19世紀後半から20世紀初頭を生きたスイスの言語学者ソシュールは、言語は記号であり、文字・音と、概念・イメージによって成立していると言いました。
文字・音のことをシニフィアン、概念・イメージのことをシニフィエと呼びましたが、前者は現在分詞で後者は過去分詞です。
文字・音は今ここで見えたり聞こえたりするものですが、概念・イメージは過去の経験や文化的な背景などによって形づくられるものですね。
カルマという言葉のシニフィエも、個人によって違いが出てくるというわけです。
実は私たちがコミュニケーションで苦労するのはシニフィエの違いです。
例えば誰かが「最後まで責任を持ってください」と言う時、そもそも「責任を持つ」というイメージが相手と大きく違うことが多いものです。
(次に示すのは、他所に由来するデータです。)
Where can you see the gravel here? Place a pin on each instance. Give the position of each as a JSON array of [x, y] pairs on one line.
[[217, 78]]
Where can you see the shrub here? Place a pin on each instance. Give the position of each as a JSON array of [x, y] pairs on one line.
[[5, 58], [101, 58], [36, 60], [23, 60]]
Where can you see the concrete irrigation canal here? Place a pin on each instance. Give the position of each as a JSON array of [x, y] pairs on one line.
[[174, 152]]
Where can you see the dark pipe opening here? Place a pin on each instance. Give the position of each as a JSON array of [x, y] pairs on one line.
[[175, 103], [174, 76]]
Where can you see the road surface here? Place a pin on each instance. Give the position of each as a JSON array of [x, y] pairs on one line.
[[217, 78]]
にもかかわらず、「あの人は言ったことをしてくれない。責任感がない」などと断じてしまい、人間関係も断絶してしまったという例をよく聞きます。
シニフィエの部分をすり合わせようとすることが他者理解につながり、円満な関係を築く礎になるのだとつくづく思います。

読書会は他者理解のための良き機会

読書会は日ごろの仕事や家事と離れた利害関係のない安心な場所、自分と他者のシニフィエの違いに気づくことができる良き機会ではないかと思います。
世の中にはきっと多くの読書会が存在していることでしょう。
自分に合いそうなものを探してみるというのもいいかもしれません。
当講座の対面の読書会の方は、来月から茂木健一郎さんの『赤毛のアンに学ぶ幸福になる方法』を読んでいくことになりました。
『赤毛のアン』シリーズは私にとって中学時代の愛読書でしたが、茂木さんの本によって、私もアンからたくさんのことを学んだことに気づきました。
この本を読みながらも、人によって違う受け取り方にふれることができるでしょう。
ホームページを近日中に更新しますが、3月は19日の予定です。